This isn't friendly pen-testing in a community, this is an attack on critical infrastructure using a university as cover. The foundation should sue the responsible profs personally and seek criminal prosecution. I remember a bunch of U.S. contractors said they did the same thing to one of the openbsd vpn library projects about 15 years ago as well.
What this professor is proving out is that open source and (likely, other) high trust networks cannot survive really mendacious participants, but perhaps by mistake, he's showing how important it is to make very harsh and public examples of said actors and their mendacity.
I wonder if some of these or other bug contributors have also complained that the culture of the project governance is too aggressive, that project leads can create an unsafe environment, and discourage people from contributing? If counter-intelligence prosecutors pull on this thread, I have no doubt it will lead to unravelling a much broader effort.
Not everything can be fixed with the criminal justice system. This should be solved with disciplinary action by the university (and possibly will be [1]).
I am not knowledgeable enough to know if this intent is provable, but if someone can frame the issue appropriately, it feels like it could be good to report this to the FBI tip line so it is at least on their radar.
Organizing an effort, with a written mandate, to knowingly introduce kernel vulnerabilities, through deception, that will spread downstream into other Linux distributions, likely including firmware images, which may not be patched or reverted for months or years - does not warrant a criminal investigation?
The foundation should use recourse to the law to signal they are handling it, if only to prevent these profs from being mobbed.
I think you are misunderstanding what happened. They emailed the patches to the maintainers, and when the maintainers responded "this looks good", then told them there was a bug in the patch. They never committed a bad patch to the source tree. The problem is they were deceptive in their initial email, not that they actually introduced kernel vulnerabilities. No bad code was ever committed, and they had a written mandate to verify that.
Both of those reverts suggest those were just non-malicious contributions that the maintainers reverted just in case (and reapplied after review). If that's the proof, then I think you are mistaken. Maybe put another way, if someone says "noptd has bad intentions, so I'm reverting all of noptd's contributions that were committed to stable" the reverts themselves are not proof that malicious commits made it to stable, and that noptd has bad intentions.
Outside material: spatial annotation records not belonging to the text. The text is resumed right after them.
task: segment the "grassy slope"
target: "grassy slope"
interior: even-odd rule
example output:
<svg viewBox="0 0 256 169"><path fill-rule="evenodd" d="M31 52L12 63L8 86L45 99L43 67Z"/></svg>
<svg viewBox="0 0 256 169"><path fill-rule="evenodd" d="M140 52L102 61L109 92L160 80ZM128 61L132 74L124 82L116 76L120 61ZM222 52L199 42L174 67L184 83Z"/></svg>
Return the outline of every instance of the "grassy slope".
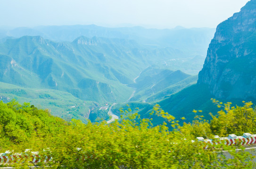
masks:
<svg viewBox="0 0 256 169"><path fill-rule="evenodd" d="M91 101L83 101L66 92L42 88L27 88L0 82L0 96L15 99L21 103L30 102L42 108L49 108L53 115L64 119L80 119L84 123L89 117ZM75 106L75 107L74 107ZM72 108L73 107L73 108Z"/></svg>

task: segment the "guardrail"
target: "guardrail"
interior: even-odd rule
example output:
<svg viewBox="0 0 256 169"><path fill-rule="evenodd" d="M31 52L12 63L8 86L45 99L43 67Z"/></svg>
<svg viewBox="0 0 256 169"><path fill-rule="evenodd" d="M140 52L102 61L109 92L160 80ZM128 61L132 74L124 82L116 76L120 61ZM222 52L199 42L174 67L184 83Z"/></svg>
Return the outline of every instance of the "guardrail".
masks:
<svg viewBox="0 0 256 169"><path fill-rule="evenodd" d="M204 141L211 145L217 145L223 143L226 145L231 146L237 145L240 143L241 146L251 145L256 144L256 134L251 134L249 133L244 133L242 136L237 136L235 134L230 134L227 137L220 138L218 136L215 136L215 140L211 139L205 139L203 137L197 137L198 141ZM205 148L207 148L209 146L207 145Z"/></svg>

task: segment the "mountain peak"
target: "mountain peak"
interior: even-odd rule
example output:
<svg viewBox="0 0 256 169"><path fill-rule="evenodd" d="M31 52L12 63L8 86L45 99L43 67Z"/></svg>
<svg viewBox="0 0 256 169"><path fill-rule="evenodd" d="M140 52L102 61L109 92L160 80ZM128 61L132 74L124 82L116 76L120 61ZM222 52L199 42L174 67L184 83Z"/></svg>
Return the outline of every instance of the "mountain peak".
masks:
<svg viewBox="0 0 256 169"><path fill-rule="evenodd" d="M198 75L219 98L256 98L256 0L217 27Z"/></svg>

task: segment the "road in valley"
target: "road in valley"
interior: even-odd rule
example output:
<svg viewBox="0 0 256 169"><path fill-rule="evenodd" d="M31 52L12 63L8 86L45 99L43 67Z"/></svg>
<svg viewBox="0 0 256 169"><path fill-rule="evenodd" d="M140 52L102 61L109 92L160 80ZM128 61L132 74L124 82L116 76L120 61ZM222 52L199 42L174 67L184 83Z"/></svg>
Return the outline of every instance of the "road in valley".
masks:
<svg viewBox="0 0 256 169"><path fill-rule="evenodd" d="M115 120L118 119L119 118L118 116L116 115L113 114L112 111L111 111L111 108L112 108L112 107L116 105L116 103L114 103L110 107L110 108L109 108L109 111L108 111L108 112L107 112L107 115L112 116L112 117L110 120L107 122L107 124L110 123L114 122Z"/></svg>

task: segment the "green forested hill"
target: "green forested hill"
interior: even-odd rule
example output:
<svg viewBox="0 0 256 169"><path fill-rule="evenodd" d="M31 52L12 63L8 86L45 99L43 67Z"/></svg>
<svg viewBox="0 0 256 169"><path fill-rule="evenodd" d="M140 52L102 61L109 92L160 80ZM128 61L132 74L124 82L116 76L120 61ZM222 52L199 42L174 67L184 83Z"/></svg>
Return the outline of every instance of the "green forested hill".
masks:
<svg viewBox="0 0 256 169"><path fill-rule="evenodd" d="M223 106L222 103L216 100L214 102L218 107ZM244 148L239 144L231 146L219 143L205 149L205 143L196 138L200 136L218 141L214 138L214 135L223 137L230 133L237 135L243 132L255 133L253 127L256 115L252 104L245 103L243 107L230 108L227 103L223 105L225 110L213 116L210 123L198 116L193 123L184 123L182 126L178 124L179 119L155 106L152 115L166 119L172 124L168 129L165 123L154 127L151 120L142 119L137 113L129 115L123 112L120 123L116 121L107 124L105 121L85 124L75 120L66 122L52 116L47 110L38 109L28 103L21 105L15 100L8 104L0 101L0 151L8 150L10 152L1 155L4 158L17 155L12 157L17 160L1 163L0 167L254 168L252 160L255 157L243 151L236 151ZM245 121L248 124L246 127L244 126ZM217 151L228 151L233 158L220 155L221 153L216 153ZM17 155L12 152L19 154ZM34 157L31 155L35 157L34 153L39 155L37 160L42 160L40 162L32 161L31 158ZM23 157L20 161L18 160L20 157ZM45 157L50 157L51 160L42 160Z"/></svg>

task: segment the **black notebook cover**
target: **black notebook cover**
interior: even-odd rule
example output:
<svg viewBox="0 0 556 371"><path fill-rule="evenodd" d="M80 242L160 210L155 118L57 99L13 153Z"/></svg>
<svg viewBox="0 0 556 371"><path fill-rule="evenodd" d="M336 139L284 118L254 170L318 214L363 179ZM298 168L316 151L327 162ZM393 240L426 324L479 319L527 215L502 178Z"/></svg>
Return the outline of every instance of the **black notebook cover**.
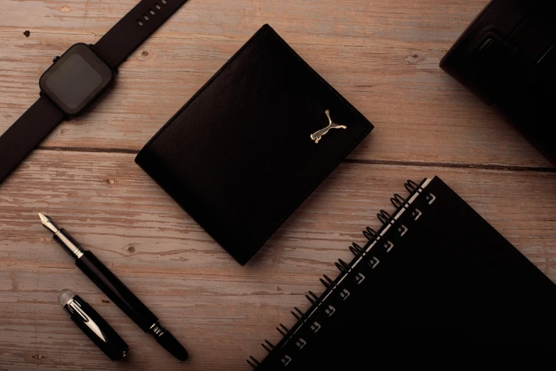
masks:
<svg viewBox="0 0 556 371"><path fill-rule="evenodd" d="M136 162L244 264L372 128L266 25Z"/></svg>
<svg viewBox="0 0 556 371"><path fill-rule="evenodd" d="M418 186L300 321L271 370L451 370L552 360L555 284L440 178Z"/></svg>

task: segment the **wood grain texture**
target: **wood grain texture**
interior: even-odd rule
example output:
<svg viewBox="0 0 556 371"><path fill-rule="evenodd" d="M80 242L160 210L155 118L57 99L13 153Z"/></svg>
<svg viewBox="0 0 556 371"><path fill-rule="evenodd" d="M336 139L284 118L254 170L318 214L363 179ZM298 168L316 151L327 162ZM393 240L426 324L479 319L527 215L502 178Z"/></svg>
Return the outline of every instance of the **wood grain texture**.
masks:
<svg viewBox="0 0 556 371"><path fill-rule="evenodd" d="M94 43L134 4L1 1L13 16L0 28L0 130L36 100L55 55ZM140 149L269 23L376 125L352 158L550 166L438 67L486 2L191 0L121 66L94 114L59 126L43 146Z"/></svg>
<svg viewBox="0 0 556 371"><path fill-rule="evenodd" d="M168 0L171 1L171 0ZM136 0L0 0L0 132L52 58L94 43ZM94 112L59 126L0 184L0 370L247 370L318 277L376 227L408 178L440 176L556 281L556 171L444 74L487 0L190 0L124 63ZM134 164L134 154L268 23L376 126L245 267ZM29 36L23 32L29 31ZM143 333L40 227L55 217L155 312L191 358ZM82 296L131 347L111 362L56 296Z"/></svg>

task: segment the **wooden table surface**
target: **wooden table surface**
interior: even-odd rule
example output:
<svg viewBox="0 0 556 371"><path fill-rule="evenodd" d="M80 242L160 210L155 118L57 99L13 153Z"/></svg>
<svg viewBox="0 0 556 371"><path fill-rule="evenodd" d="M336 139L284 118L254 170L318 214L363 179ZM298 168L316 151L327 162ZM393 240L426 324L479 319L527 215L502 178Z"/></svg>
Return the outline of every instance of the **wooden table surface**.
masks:
<svg viewBox="0 0 556 371"><path fill-rule="evenodd" d="M168 0L172 1L172 0ZM76 42L137 0L0 0L0 132ZM94 112L58 127L0 185L0 369L250 370L320 274L349 259L406 179L438 175L556 280L556 169L438 67L487 0L190 0L119 69ZM138 151L268 23L376 128L246 267L133 162ZM114 270L189 350L180 364L76 267L45 212ZM70 289L131 346L111 362L70 321ZM380 305L380 303L378 303Z"/></svg>

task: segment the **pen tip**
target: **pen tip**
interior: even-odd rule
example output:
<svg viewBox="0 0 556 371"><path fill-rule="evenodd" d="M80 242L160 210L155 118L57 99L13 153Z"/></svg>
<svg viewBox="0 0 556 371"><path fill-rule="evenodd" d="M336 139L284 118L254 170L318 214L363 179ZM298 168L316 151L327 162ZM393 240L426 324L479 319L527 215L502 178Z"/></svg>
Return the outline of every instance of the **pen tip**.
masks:
<svg viewBox="0 0 556 371"><path fill-rule="evenodd" d="M54 224L54 222L48 215L45 215L42 213L37 213L38 217L40 218L40 222L47 230L51 231L53 233L56 233L60 229Z"/></svg>

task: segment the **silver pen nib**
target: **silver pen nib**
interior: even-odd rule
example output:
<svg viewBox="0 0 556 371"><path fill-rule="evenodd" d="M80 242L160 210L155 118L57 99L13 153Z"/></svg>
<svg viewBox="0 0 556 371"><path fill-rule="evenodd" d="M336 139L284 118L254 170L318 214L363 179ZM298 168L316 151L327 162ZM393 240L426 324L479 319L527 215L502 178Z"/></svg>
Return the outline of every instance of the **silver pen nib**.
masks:
<svg viewBox="0 0 556 371"><path fill-rule="evenodd" d="M44 226L45 228L50 230L53 233L56 233L58 231L60 230L58 226L54 223L54 221L52 219L50 219L50 217L45 215L41 213L37 213L38 214L38 217L40 218L40 222L43 223L43 225Z"/></svg>

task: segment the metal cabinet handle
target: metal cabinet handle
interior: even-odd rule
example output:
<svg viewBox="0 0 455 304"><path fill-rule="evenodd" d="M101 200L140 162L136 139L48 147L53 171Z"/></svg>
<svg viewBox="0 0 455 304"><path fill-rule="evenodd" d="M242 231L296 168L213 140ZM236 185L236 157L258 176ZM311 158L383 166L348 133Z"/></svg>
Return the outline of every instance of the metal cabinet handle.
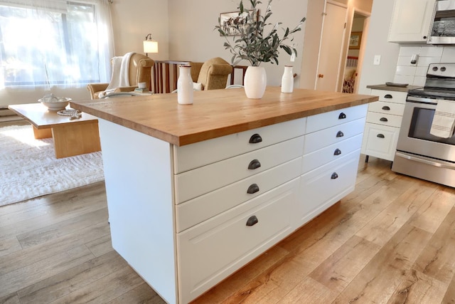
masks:
<svg viewBox="0 0 455 304"><path fill-rule="evenodd" d="M247 193L250 194L252 194L253 193L256 193L259 192L259 186L257 184L252 184L248 187L248 190L247 190Z"/></svg>
<svg viewBox="0 0 455 304"><path fill-rule="evenodd" d="M257 224L259 220L256 217L255 215L250 216L250 219L247 221L247 226L253 226Z"/></svg>
<svg viewBox="0 0 455 304"><path fill-rule="evenodd" d="M250 170L254 170L255 169L257 169L261 167L261 163L259 162L257 159L253 159L250 162L250 164L248 164L248 169Z"/></svg>
<svg viewBox="0 0 455 304"><path fill-rule="evenodd" d="M250 137L250 144L257 144L258 142L261 142L262 141L262 137L261 137L261 135L257 133L253 134L252 135L251 135L251 137Z"/></svg>

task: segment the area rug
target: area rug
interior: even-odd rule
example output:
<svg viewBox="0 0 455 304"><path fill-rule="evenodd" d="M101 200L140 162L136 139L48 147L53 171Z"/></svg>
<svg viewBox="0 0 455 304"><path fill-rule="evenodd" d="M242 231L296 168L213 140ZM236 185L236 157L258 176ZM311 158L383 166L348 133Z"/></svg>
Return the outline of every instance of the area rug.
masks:
<svg viewBox="0 0 455 304"><path fill-rule="evenodd" d="M31 125L0 128L0 206L104 180L101 152L56 159Z"/></svg>

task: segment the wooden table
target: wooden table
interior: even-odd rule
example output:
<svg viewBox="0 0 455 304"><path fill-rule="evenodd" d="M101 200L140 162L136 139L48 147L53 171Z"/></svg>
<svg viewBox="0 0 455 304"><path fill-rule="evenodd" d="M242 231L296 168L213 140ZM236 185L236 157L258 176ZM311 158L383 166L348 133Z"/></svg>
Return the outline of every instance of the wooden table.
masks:
<svg viewBox="0 0 455 304"><path fill-rule="evenodd" d="M53 137L56 158L68 157L101 150L98 120L82 113L70 120L56 111L49 111L41 103L11 105L10 110L33 126L35 138Z"/></svg>

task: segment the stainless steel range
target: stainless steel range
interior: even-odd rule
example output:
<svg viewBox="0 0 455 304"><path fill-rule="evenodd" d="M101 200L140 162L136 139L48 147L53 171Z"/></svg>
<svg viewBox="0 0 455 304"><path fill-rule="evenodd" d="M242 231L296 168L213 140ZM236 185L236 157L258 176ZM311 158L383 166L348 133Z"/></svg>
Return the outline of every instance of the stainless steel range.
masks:
<svg viewBox="0 0 455 304"><path fill-rule="evenodd" d="M452 100L455 101L455 63L430 64L424 87L407 94L392 171L455 187L455 135L449 125L451 118L455 119L455 114L450 113L455 112ZM437 115L442 114L449 121L443 128L451 130L446 130L446 136L434 135L438 126L432 130L439 103ZM442 112L443 105L453 107L449 112Z"/></svg>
It doesn't sound like either of those reverts are necessarily for malicious patches. They are reverting all commits from umn.edu addresses regardless of their involvement with this professor.
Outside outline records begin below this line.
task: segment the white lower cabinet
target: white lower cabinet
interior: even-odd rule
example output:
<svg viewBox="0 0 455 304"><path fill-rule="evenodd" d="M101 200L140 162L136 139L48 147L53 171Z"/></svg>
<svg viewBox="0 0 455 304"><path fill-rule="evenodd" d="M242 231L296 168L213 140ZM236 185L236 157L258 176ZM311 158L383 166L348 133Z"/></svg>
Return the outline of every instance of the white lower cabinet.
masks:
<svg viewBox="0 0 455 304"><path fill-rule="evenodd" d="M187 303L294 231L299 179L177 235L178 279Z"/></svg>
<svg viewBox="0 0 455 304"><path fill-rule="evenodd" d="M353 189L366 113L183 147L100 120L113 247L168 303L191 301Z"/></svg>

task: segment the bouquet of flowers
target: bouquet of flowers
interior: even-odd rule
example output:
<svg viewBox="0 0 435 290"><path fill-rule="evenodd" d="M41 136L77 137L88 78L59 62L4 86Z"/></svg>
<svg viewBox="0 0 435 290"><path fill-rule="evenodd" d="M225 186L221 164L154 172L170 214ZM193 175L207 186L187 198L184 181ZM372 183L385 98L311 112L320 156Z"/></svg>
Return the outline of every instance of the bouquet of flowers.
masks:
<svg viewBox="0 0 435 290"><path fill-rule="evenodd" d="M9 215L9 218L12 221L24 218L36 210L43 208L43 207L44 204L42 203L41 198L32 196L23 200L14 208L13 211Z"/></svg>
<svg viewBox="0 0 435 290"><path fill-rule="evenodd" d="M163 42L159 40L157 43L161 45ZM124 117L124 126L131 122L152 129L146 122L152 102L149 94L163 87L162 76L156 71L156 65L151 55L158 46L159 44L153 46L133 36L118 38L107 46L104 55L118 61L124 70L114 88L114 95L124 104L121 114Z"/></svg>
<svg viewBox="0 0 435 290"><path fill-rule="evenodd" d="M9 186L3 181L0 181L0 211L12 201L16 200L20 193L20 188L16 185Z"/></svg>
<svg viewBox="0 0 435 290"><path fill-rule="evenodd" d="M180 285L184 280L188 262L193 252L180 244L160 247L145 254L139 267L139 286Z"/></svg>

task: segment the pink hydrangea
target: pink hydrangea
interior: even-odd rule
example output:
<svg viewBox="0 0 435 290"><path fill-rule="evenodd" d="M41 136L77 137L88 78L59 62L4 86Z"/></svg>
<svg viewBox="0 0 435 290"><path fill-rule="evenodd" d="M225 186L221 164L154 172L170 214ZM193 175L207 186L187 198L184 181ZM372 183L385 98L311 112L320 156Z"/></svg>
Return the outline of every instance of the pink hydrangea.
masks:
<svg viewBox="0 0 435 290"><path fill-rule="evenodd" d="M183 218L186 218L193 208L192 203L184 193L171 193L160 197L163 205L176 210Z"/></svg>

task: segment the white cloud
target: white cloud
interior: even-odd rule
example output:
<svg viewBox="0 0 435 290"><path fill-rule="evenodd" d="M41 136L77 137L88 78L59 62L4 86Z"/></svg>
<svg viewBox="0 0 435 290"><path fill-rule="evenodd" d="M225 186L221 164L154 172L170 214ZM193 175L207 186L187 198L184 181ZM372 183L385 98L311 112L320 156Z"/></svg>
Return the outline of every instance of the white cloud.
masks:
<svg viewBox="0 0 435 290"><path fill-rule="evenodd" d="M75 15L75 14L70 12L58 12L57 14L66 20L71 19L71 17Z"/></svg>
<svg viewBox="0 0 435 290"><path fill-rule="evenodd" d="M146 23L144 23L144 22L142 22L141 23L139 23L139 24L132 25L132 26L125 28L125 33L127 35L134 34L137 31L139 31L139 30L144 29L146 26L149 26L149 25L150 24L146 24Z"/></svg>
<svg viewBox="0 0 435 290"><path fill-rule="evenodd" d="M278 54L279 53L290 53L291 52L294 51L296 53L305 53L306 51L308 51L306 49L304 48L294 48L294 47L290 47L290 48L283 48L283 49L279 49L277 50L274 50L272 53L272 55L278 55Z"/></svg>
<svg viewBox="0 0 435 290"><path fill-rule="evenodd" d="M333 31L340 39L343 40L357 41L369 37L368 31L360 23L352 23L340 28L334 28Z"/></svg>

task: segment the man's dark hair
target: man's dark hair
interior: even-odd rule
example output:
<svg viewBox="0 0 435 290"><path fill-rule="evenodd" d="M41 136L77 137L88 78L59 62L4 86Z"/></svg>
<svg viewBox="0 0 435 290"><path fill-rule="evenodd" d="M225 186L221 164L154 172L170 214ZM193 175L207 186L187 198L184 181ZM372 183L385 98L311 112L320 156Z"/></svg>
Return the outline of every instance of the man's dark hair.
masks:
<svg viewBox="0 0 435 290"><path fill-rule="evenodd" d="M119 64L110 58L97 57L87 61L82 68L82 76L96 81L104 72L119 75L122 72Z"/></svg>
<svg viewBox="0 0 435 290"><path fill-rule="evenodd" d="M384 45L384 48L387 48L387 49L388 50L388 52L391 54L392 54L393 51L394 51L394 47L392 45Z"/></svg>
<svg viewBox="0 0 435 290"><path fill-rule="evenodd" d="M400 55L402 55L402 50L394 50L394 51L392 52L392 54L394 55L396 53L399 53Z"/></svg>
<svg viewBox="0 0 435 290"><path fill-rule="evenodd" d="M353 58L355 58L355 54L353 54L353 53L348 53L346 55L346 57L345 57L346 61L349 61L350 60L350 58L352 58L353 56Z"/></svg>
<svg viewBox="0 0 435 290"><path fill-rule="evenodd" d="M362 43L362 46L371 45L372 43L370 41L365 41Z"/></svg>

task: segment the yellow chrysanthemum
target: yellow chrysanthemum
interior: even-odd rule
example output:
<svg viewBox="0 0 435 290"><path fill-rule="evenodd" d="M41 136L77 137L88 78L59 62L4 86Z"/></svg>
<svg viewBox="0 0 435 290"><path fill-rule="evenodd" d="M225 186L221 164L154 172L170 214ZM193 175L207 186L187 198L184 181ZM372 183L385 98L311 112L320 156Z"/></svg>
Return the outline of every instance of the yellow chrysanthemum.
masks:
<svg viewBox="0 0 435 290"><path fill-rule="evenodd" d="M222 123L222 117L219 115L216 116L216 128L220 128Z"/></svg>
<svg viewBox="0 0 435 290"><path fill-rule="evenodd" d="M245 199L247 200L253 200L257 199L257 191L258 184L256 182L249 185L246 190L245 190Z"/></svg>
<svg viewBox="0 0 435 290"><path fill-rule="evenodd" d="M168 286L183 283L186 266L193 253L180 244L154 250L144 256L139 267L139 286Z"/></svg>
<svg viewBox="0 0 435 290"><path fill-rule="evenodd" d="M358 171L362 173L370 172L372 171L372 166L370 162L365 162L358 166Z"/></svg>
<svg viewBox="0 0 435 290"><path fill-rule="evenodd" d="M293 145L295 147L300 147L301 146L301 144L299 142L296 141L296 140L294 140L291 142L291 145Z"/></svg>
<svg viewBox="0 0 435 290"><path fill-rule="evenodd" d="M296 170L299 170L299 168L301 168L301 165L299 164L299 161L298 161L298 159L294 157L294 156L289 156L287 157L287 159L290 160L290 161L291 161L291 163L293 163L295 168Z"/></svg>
"""Romanovsky reported that he had looked at four accepted patches from Pakki "and 3 of them added various severity security 'holes.'" Sudip Mukherjee, Linux kernel driver and Debian developer, followed up and said "a lot of these have already reached the stable trees." These patches are now being removed."""
However, if you click the links, you'll see that "have already reached stable trees" is about non-buggy patches, and "3 of them added various [holes]" are not one of those. So the articles seem to be intentionally deceiving the reader to think those are connected, when they're separate events. I actually feel like the media has been doing this (putting together non-related facts together in a way that readers reasonably infer a connection between the two).
Again, there's nothing that says the patches with vulnerabilities made it to stable.
Did you read the ZDnet article and look at the links that in that article in the relevant paragraph? I'm not "disagreeing", I'm saying that they are misleading the reader (and it looks like many were fooled).
The two sentences they put together are not related, but put next to each other, they make it seem like they're related. We have to be careful when reading these articles. So the researchers have made commits to stable, and the researchers have introduced vulnerabilities, but they are not referring to the same patches. So no vulnerabilities have been committed to stable.
What this professor is proving out is that open source and (likely, other) high trust networks cannot survive really mendacious participants, but perhaps by mistake, he's showing how important it is to make very harsh and public examples of said actors and their mendacity.
I wonder if some of these or other bug contributors have also complained that the culture of the project governance is too aggressive, that project leads can create an unsafe environment, and discourage people from contributing? If counter-intelligence prosecutors pull on this thread, I have no doubt it will lead to unravelling a much broader effort.